You have read what a knowledge graph is. Now build the smallest one that works.
This tutorial uses plain Python, a list, small functions, no database, libraries, or setup beyond Python. By the end, you’ll have a runnable file that stores facts, answers questions, and navigates between facts.
If the words triple, node, or edge are new, read What Is a Knowledge Graph? first. This guide builds what that article describes.
What You’ll Build
A working knowledge graph in one Python file. Store facts as triples (subject, relationship, object), query them, traverse facts, and add new ones, all in pure Python.
Here is the small graph you will build.
What You’ll Learn
- How to store a single fact as a triple.
- How to query every fact about one thing.
- How to traverse the graph by following relationships across nodes.
- How shared nodes connect separate facts.
- How to add your own facts.
Time estimate: about 15 minutes.
Difficulty: Beginner.
Prerequisites
You need:
- Python 3 installed. Check with
python3 --version. - A terminal.
- A text editor.
You don’t need:
- A database. The graph lives in a Python list.
- Any
pip install. Everything here is standard Python. - Prior graph experience. The concepts come from What Is a Knowledge Graph?.
Setup
Step 1: Create the project file
Make a folder and an empty Python file to work in.
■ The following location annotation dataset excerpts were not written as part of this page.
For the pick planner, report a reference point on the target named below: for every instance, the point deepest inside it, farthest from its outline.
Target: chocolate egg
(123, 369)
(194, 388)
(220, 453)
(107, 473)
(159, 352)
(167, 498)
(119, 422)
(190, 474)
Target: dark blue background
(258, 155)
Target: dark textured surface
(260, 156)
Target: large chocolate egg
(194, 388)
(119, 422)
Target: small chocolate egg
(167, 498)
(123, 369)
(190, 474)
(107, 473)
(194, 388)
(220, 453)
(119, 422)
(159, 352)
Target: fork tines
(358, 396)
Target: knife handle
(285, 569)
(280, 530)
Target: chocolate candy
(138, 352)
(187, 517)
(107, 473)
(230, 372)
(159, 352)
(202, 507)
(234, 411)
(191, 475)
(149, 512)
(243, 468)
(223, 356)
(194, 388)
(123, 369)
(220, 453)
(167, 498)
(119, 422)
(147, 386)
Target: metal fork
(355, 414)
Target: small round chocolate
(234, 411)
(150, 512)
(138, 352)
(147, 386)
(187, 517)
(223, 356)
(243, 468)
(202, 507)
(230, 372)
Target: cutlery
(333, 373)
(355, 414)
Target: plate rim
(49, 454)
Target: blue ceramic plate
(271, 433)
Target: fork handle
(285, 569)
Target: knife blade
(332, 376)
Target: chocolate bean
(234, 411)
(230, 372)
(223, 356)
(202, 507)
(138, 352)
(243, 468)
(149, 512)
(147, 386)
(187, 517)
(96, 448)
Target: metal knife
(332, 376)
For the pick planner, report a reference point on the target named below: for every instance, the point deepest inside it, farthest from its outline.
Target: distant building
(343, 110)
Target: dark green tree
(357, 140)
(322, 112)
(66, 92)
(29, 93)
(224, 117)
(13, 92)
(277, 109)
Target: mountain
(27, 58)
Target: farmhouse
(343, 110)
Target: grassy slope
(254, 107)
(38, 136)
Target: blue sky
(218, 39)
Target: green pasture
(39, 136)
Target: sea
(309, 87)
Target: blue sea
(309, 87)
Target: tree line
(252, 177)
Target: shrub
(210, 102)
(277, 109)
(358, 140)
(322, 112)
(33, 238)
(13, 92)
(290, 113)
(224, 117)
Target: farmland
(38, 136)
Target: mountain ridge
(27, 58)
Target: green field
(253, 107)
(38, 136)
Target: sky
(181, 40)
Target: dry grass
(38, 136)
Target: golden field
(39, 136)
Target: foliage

mkdir knowledge-graph && cd knowledge-graph
touch knowledge_graph.pyYou should see: a new knowledge_graph.py file in your folder when you run ls.
Checkpoint: running python3 knowledge_graph.py prints nothing and shows no error. An empty file is a valid program.
Tutorial Steps
Step 1: Store your first facts
A triple is one fact written as three parts: a subject, a relationship, and an object. In Python, the lowest-friction way to hold three values is a tuple, and the simplest place to keep many of them is a list. That list is your graph.
Open knowledge_graph.py and add this.
# A triple is one fact: who, how, what.
# ("Marie Curie", "won", "Nobel Prize in Physics") reads like a short sentence.
graph = [
("Marie Curie", "won", "Nobel Prize in Physics"),
("Marie Curie", "studied", "Radioactivity"),
("Marie Curie", "born in", "Poland"),
("Radioactivity", "is a", "Physics concept"),
("Pierre Curie", "won", "Nobel Prize in Physics"),
]
for subject, relationship, obj in graph:
print(f"{subject} {relationship} {obj}")Run it.
python3 knowledge_graph.pyYou should see:
Marie Curie won Nobel Prize in Physics
Marie Curie studied Radioactivity
Marie Curie born in Poland
Radioactivity is a Physics concept
Pierre Curie won Nobel Prize in PhysicsWhat just happened: you stored five facts and printed each one. Every tuple is an edge in the graph, and the strings inside are the nodes. That is a knowledge graph, already.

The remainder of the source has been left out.